EAST RUTHERFORD, N.J. -- Not long after Lawrence Tynes' kick went through the uprights in San Francisco, sending the New York Giants into a frenzy and on to the Super Bowl, Antrel Rolle remembers thanking God.
Not for the Super Bowl berth. That probably was his second thought. His initial reaction was to say thanks for "one of the toughest games" he ever played in finally coming to an end.
Like many of his teammates, Rolle was spent physically and emotionally after the Giants and San Francisco 49ers went toe to toe in the NFC Championship Game and refused to back down.
"One of the toughest games I have ever played, hands down," Rolle said. "It was extremely physical. It was a game of patience and execution.
"One false move and one false step would have cost you the game at that moment. Everything was just so intense. And the intensity just kept rising so much in that game."
The Giants return to Candlestick Park for the first time since their 20-17 overtime victory over the Niners in January. While the stakes aren't as high this time, the defending champions should come out of this game knowing where they stand after six games.
The 49ers (4-1) might be the best team in the NFC at the moment. After falling short of the Super Bowl, San Francisco attempted to upgrade its offense by adding Mario Manningham, Randy Moss and Brandon Jacobs, among others.
The result so far? The Niners have outscored their past two opponents by a score of 79-3, and had 621 yards of total offense in a 49-3 thrashing of the Bills.
"They have added some –- trick is not the right word –- some scheming problems to complement what they did last year," Giants defensive end Justin Tuck said. "They got some things in there that look exactly one way and is complete opposite from what their play is supposed to look like. Their coaching staff has done a great job of putting in a scheme that can confuse defenses at times."
It will still start with stopping the run for the Giants. San Francisco is first in the NFL in rushing with 196.2 yards per game.
Stopping the run should help with time of possession -– a battle the Giants won in both meetings with the Niners last season –- and perhaps jump-start Perry Fewell's pass rush.
"We have to figure out and make the game more one-dimensional," Fewell said. "If we do a better job in the run game, we can help [the pass-rushers] by letting them do what they do best."
"If we stop the run, we'll take advantage of it," Fewell added. "We can't allow people to run the football and dictate what they want to do to us. We have to dictate what they can do to us."

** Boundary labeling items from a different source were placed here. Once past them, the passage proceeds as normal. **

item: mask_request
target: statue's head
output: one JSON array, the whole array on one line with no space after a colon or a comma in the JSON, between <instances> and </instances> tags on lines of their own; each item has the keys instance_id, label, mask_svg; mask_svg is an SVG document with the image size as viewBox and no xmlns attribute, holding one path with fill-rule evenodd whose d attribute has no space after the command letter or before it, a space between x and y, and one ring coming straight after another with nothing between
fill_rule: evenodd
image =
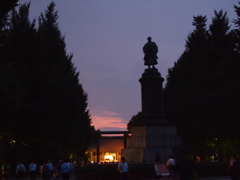
<instances>
[{"instance_id":1,"label":"statue's head","mask_svg":"<svg viewBox=\"0 0 240 180\"><path fill-rule=\"evenodd\" d=\"M148 40L149 42L151 42L152 38L149 36L147 40Z\"/></svg>"}]
</instances>

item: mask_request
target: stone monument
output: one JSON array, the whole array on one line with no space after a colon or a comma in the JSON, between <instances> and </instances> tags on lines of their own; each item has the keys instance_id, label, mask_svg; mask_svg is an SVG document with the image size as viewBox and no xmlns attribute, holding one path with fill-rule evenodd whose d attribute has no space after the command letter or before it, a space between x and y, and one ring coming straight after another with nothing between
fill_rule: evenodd
<instances>
[{"instance_id":1,"label":"stone monument","mask_svg":"<svg viewBox=\"0 0 240 180\"><path fill-rule=\"evenodd\" d=\"M132 127L127 147L122 157L129 163L166 162L175 155L181 145L176 126L169 123L163 112L162 83L164 79L154 65L157 64L158 47L148 37L143 46L145 69L141 83L142 116L138 125Z\"/></svg>"}]
</instances>

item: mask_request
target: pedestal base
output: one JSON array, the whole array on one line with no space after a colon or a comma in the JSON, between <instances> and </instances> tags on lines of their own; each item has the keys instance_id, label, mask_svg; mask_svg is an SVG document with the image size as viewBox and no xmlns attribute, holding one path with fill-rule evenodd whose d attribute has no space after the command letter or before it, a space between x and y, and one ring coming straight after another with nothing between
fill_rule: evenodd
<instances>
[{"instance_id":1,"label":"pedestal base","mask_svg":"<svg viewBox=\"0 0 240 180\"><path fill-rule=\"evenodd\" d=\"M181 138L177 136L175 126L137 126L132 128L122 157L129 163L166 162L180 145Z\"/></svg>"}]
</instances>

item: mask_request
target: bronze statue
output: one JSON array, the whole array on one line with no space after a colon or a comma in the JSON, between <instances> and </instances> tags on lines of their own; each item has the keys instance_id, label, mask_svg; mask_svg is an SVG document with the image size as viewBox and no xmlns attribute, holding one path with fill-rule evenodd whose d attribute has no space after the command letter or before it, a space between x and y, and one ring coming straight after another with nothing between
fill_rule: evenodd
<instances>
[{"instance_id":1,"label":"bronze statue","mask_svg":"<svg viewBox=\"0 0 240 180\"><path fill-rule=\"evenodd\" d=\"M152 42L152 38L147 38L148 42L143 46L144 55L144 65L148 65L148 68L152 65L153 68L155 64L157 64L157 53L158 47L155 42Z\"/></svg>"}]
</instances>

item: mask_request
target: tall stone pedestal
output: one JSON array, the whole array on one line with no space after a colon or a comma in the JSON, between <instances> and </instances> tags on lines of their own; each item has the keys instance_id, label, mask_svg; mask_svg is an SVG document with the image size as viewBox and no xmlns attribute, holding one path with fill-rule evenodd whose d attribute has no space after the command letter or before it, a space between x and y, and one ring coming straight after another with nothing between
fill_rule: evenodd
<instances>
[{"instance_id":1,"label":"tall stone pedestal","mask_svg":"<svg viewBox=\"0 0 240 180\"><path fill-rule=\"evenodd\" d=\"M142 89L141 122L132 127L122 157L129 163L166 162L181 145L176 126L169 123L163 112L162 83L156 68L145 69L140 78Z\"/></svg>"}]
</instances>

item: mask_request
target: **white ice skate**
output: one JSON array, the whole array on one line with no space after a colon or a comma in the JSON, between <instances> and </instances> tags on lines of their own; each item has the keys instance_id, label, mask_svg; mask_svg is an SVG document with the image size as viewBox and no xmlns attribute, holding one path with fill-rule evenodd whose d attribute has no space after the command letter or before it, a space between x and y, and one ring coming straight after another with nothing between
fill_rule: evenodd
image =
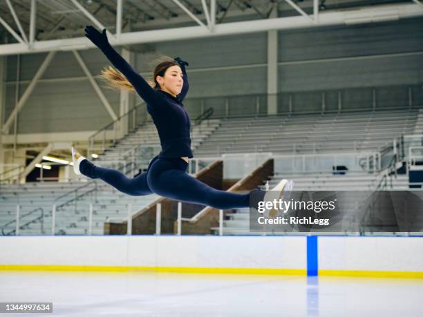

That's easier said than done against San Francisco. Alex Smith is completing 68.6 percent of his passes, has eight touchdowns and only one interception.
Smith's top weapon, Vernon Davis, has burned the Giants. Davis had only six catches in two games against the Giants, but three of them were for touchdowns.
And with Michael Crabtree, Manningham and Moss, Smith has options.
Of course, the Giants have plenty of firepower on offense, but the key will be finding a way to give Eli Manning time to find his playmakers.
In the NFC Championship Game, Manning was sacked six times and officially hit 12 times, although it more likely was 20 times. Manning withstood the beating in what was the toughest performance of his career.
"We also had 64 dropbacks last year," Manning explained. "You throw the ball that many times, you're going to take hits. Hopefully, we can have a good balance of the run and pass."
While Ahmad Bradshaw is coming off a career-high 200 yards, he will find it a lot more difficult to run against San Francisco, which is ranked second in total defense.
But no matter what plays and schemes have been drawn up for this game, it probably will come down to the things that had Rolle being thankful for the NFC title game finally coming to an end.
Toughness, physicality and execution.
Rolle has played in two Super Bowls, yet he thinks last year's NFC Championship cage match was more intense.
"It was like, finally!" Rolle thought to himself when the Giants edged the Niners in January. "For some reason, that game might have the edge on the Super Bowls [in intensity]. There is a lot more at stake in a Super Bowl, obviously, but if you don't win that game you never make it there.
"That game had a little more of an intensity level than compared to the Super Bowl."